Barış içinde yeni bir yaşam kurmak istiyoruz
Bizim yolumuz başından beri bellidir. Türkiye siyasi tarihinin çok görmediği bir biçimde farklılıkların bir arada yaşamını arzuladık. Asla bir araya gelmez denilen farklı grupları bir araya getirerek birleştirici bir güç olduk. “Biz artık çatışma değil, birlikte emekten yana, kadından yana, barış içinde yeni bir yaşam kurmak istiyoruz” dedik.
Kutuplaşma ortamında anayasa yapılma koşulları yok
Mevcut anayasanın bir darbe ürünü olması temel insan hak ve özgürlüklerini olmadığı süreçte kabul edilmiş olması bir çok eksikliği beraberinde getirmiştir. Bu sebeple yıllar içerisinde anayasa yamalı bohçaya dönmüştür. Bugünlerde benzer koşullarda anayasa değişikliğinin konuşulması da tesadüf değildir. Ülkenin geleceğini belirleyecek olan Anayasa değişikliğinin var olan OHAL koşullarında tartışılması bile ortaya çıkacak anayasanın kapsayıcı, çoğulcu ve temel insan hak ve özgürlüklerini esas alan bir anayasa olmayacağını bize göstermektedir. Anayasa tartışmalarına geçmeden önce yapılması gereken demokratik tartışma zeminini ortadan kaldıran OHAL’in kaldırılmasıdır.

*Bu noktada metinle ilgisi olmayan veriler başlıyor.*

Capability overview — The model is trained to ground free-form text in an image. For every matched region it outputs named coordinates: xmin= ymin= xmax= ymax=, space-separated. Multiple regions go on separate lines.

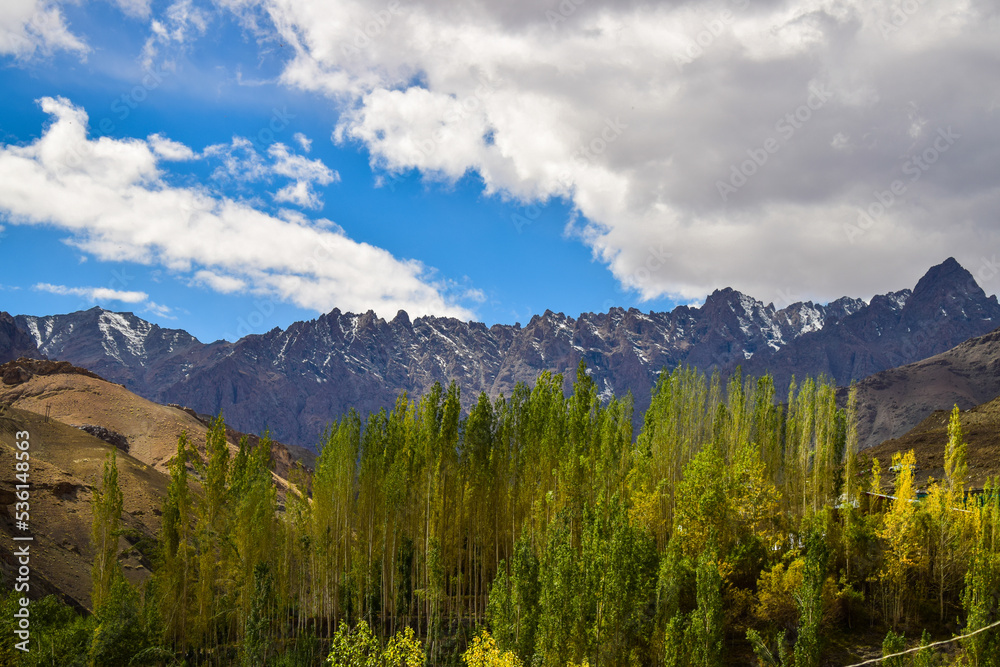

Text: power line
xmin=842 ymin=619 xmax=1000 ymax=667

Bunca iyi gitmeyen sürece hesapsız yaklaşıma rağmen hiçbir şey için geç değildir. Bugün uzun zamandır göremediğimiz uzlaşı ve biraradalık içerisinde kötü gidişata dur diyebiliriz. Mevcut gittiğimiz yol bizi daha iyi günlere götürmez başta hükümet olmak üzere hepimizin bunu iyi bilmesi ve buna göre hareket etmemiz gerekmektedir.